The Effects of Prenatal Maternal Immune Activation on Behavioral and Neural Outcomes in Offspring Across Development

By: Mary Beth Hall Chair: Jaclyn Schwarz

ABSTRACT

Exposure to maternal immune activation (MIA) during pregnancy is associated with an increased risk for offspring to be diagnosed with neurodevelopmental disorders (NDDs). The maternal and fetal immune response to infection is thought to disrupt important developmental processes in offspring that can have long-lasting effects on their neuroimmune function and behavior. NDDs – such as autism, schizophrenia, and general learning disabilities – are more common in males than females. This suggests there are sex differences in neurodevelopment that may be differently affected by MIA to contribute to the symptoms of such disorders. The goal of this dissertation is to investigate how MIA affects rat offspring by evaluating their reflex development as neonates (Aim 1), their adult anxiety, learning, and memory behaviors (Aim 2), and their neuroimmune state both at basal levels across the lifespan (Aims 1 and 3) and in response to a secondary immune challenge in adulthood (Aim 3). We hypothesized that MIA would produce a neuroinflammatory state in offspring that would negatively affect these behavioral processes, and that males would be more affected by this than females.

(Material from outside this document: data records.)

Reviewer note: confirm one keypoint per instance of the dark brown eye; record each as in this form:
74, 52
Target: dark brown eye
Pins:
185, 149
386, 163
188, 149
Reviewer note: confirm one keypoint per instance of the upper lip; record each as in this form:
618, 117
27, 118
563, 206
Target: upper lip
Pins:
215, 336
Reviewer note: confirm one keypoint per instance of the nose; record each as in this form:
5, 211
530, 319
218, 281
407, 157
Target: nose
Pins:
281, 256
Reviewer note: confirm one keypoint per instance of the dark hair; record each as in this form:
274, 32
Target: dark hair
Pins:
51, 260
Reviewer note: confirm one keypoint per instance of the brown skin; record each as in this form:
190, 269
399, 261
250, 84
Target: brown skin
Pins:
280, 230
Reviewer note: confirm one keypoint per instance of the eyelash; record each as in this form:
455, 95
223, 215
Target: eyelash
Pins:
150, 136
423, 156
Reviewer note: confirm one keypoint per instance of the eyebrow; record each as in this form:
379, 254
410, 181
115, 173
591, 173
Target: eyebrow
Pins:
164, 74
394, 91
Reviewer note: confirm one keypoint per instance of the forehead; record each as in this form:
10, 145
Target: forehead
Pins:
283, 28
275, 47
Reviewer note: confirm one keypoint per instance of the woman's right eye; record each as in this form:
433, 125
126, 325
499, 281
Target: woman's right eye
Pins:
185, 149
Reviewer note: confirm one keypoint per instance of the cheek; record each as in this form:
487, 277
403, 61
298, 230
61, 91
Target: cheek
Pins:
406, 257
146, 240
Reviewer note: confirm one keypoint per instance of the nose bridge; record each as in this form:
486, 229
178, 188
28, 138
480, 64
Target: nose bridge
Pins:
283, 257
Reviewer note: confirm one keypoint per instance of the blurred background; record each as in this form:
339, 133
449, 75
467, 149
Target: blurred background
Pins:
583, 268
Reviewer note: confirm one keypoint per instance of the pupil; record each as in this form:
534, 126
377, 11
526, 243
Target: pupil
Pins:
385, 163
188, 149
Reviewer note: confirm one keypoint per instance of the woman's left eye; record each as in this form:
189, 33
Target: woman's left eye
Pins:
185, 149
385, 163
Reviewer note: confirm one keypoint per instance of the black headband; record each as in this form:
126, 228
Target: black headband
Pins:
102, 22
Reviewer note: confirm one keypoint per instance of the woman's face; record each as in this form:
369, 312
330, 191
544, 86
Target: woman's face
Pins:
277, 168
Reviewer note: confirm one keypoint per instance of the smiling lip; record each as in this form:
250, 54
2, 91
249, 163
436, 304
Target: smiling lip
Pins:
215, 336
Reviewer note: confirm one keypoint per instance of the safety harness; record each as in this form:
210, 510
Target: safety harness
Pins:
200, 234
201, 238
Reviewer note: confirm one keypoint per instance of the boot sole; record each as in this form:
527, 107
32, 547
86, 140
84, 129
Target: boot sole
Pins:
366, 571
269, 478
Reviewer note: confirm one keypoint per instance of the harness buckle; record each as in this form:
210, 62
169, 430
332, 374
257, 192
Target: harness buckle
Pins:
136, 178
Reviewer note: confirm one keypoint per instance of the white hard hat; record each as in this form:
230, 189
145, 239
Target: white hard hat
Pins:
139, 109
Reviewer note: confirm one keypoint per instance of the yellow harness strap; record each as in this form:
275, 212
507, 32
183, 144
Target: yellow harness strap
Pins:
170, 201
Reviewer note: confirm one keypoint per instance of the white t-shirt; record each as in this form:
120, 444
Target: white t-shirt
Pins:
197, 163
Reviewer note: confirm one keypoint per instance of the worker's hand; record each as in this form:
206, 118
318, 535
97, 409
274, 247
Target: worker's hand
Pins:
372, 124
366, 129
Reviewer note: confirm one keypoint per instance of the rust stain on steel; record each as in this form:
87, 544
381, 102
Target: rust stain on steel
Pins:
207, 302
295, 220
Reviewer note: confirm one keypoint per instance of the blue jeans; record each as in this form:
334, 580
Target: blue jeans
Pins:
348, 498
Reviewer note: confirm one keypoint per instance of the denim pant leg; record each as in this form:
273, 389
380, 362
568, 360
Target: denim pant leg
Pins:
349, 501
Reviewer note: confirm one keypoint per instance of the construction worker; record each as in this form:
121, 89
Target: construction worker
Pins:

The experiments of this dissertation utilized a model of MIA that exposed female Sprague-Dawley rats to lipopolysaccharide during gestation to mimic an immune response to bacterial infection. We found that MIA enhanced the development of neonatal reflexes in both male and female offspring and did not affect maternal arched-back nursing nor licking and grooming toward pups (Aim 1). In adulthood, MIA offspring displayed reduced anxiety in the elevated-plus maze and improved performance of novel object location memory (Aim 2). Additionally, MIA induced latent inhibition in female offspring that were pre-exposed to the innocuous tone during conditioned fear training and prevented latent inhibition of context and tone fear conditioned memory in male offspring (Aim 2). Finally, in the offspring medial prefrontal cortex, MIA upregulated IL-1β at P7 and downregulated IL-6 at P21 in both sexes, and decreased BDNF in the dorsal hippocampus of males at P21 (Aim 1). In adulthood (Aim 3), MIA did not affect the pro-inflammatory immune response to adult LPS exposure but did downregulate basal gene expression in the dorsal hippocampus (IL-6, CD11b, BDNF) and amygdala (IL-1β) of adult offspring. These findings suggest that the relationship between MIA and the etiology and manifestation of NDD-related symptoms in offspring is more complex than the literature suggests. Nonetheless, the results of this dissertation support that MIA can produce profound and long-lasting effects on offspring neuroimmune and behavioral processes.